By Svea Herbst-Bayliss
BOSTON (Reuters) - Short-seller Andrew Left does not usually smoke. But on Monday he had a cigarette to calm his nerves as shares of GameStop Corp, the stock he had shorted, continued to rocket higher.
Left, who has built a reputation by targeting companies he thinks are overvalued, is as convinced as ever that videogame retailer GameStop is a dying business whose stock price will fall sharply someday. He said on Tuesday he is still short the stock, which means he has bet that the price will fall, and more convinced than ever of his position.
"If I had never been involved in GameStop and came to this right now, would I still be short this stock? 100 percent," Left, who runs Citron Research and a hedge fund, told Reuters on Tuesday. "This is an old school, failing mall-based video retailer and investors can't change the perception of that."
GameStop did not immediately respond to a Reuters request for comment.
Shares of GameStop jumped 22% on Tuesday after surging 144% a day earlier, as individual investors again piled into a number of niche stocks, prompting short sellers to scramble to cover losing bets.
Left shorted the company's stock - selling borrowed shares in a bet that the price will fall and that the shares can be bought back at a lower level - when it traded around $40 a share and forecast publicly that it would tumble to $20 a share.
Since Left spoke out publicly about GameStop earlier this month, other investors have turned out en masse to take the other side of short-sellers' bets, forcing the stock up some 308% this year to trade at $112.45, or up 47% on Tuesday.
Along the way, Left said he has been threatened - although he declined to specify how - and asked authorities to investigate.
"Everyone thinks this stock sucks and the only reason people are buying it and own it is that for them it is a game."
He added, "I created this game, based on uncovering the truths ... so I can't get mad at people for taking the other side."
The market fury, however, is something that Left, who has been posting his research for two decades and has taken on prominent hedge fund managers like Bill Ackman at companies like Valeant, has not seen before.
Short selling is something every hedge fund is technically able to do but only a handful of firms - including Citron, Jim Chanos' Kynikos Associates, Carson Block's Muddy Waters Research, and Ben Axler's Spruce Point Capital Management - specialize in.

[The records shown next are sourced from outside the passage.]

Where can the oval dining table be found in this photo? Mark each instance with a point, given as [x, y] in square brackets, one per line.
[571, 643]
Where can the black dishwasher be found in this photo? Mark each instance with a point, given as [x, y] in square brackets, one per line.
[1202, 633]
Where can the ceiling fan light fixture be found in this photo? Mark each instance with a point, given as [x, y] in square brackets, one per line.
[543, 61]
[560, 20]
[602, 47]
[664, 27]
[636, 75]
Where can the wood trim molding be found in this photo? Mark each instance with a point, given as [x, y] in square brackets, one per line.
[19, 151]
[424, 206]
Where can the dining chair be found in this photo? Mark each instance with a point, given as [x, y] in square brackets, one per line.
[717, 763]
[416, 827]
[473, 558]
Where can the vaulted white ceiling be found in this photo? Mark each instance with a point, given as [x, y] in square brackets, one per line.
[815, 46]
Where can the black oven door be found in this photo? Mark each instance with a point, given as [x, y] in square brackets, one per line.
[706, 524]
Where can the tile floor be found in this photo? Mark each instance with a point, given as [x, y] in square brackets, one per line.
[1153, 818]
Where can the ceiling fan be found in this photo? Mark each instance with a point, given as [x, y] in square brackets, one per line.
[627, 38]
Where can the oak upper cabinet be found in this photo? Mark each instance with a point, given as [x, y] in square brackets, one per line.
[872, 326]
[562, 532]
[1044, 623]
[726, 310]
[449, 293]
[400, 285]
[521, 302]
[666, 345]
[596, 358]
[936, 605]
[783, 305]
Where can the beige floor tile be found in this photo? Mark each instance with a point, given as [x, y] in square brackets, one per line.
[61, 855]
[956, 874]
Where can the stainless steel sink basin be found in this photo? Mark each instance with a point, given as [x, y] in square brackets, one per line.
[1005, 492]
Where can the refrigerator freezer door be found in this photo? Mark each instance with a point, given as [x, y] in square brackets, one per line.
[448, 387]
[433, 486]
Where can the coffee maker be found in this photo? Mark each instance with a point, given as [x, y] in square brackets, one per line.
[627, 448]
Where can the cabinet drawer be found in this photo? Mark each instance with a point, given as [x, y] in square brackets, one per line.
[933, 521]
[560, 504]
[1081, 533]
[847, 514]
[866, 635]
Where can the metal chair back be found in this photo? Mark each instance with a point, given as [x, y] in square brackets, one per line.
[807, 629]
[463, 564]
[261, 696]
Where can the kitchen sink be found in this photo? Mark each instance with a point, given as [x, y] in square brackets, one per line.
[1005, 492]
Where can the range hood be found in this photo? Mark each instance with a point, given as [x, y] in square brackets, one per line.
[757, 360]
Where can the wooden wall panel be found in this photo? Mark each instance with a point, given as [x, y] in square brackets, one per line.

Many hedge funds acknowledged over the last months that shorting had hurt their performance and Melvin Capital, a $13 billion hedge fund, on Monday received a financial lifeline from hedge funds Citadel and Point72 Asset Management after having been deeply hurt by short bets that went the other way.
The pain continues for short investors as some of the market's most shorted stocks like retailers Bed Bath & Beyond and Dillard's Inc have marched higher in the last days.
"I don't smoke but yesterday I was outside smoking a cigarette," Left acknowledged with a laugh, explaining his current stress. Last year his two-year-old fund returned 155%, after gaining 43% in 2019.
This year the Citron fund is off 2.5% since the beginning of January, Left said. "This kind of situation teaches you proper allocation," he said.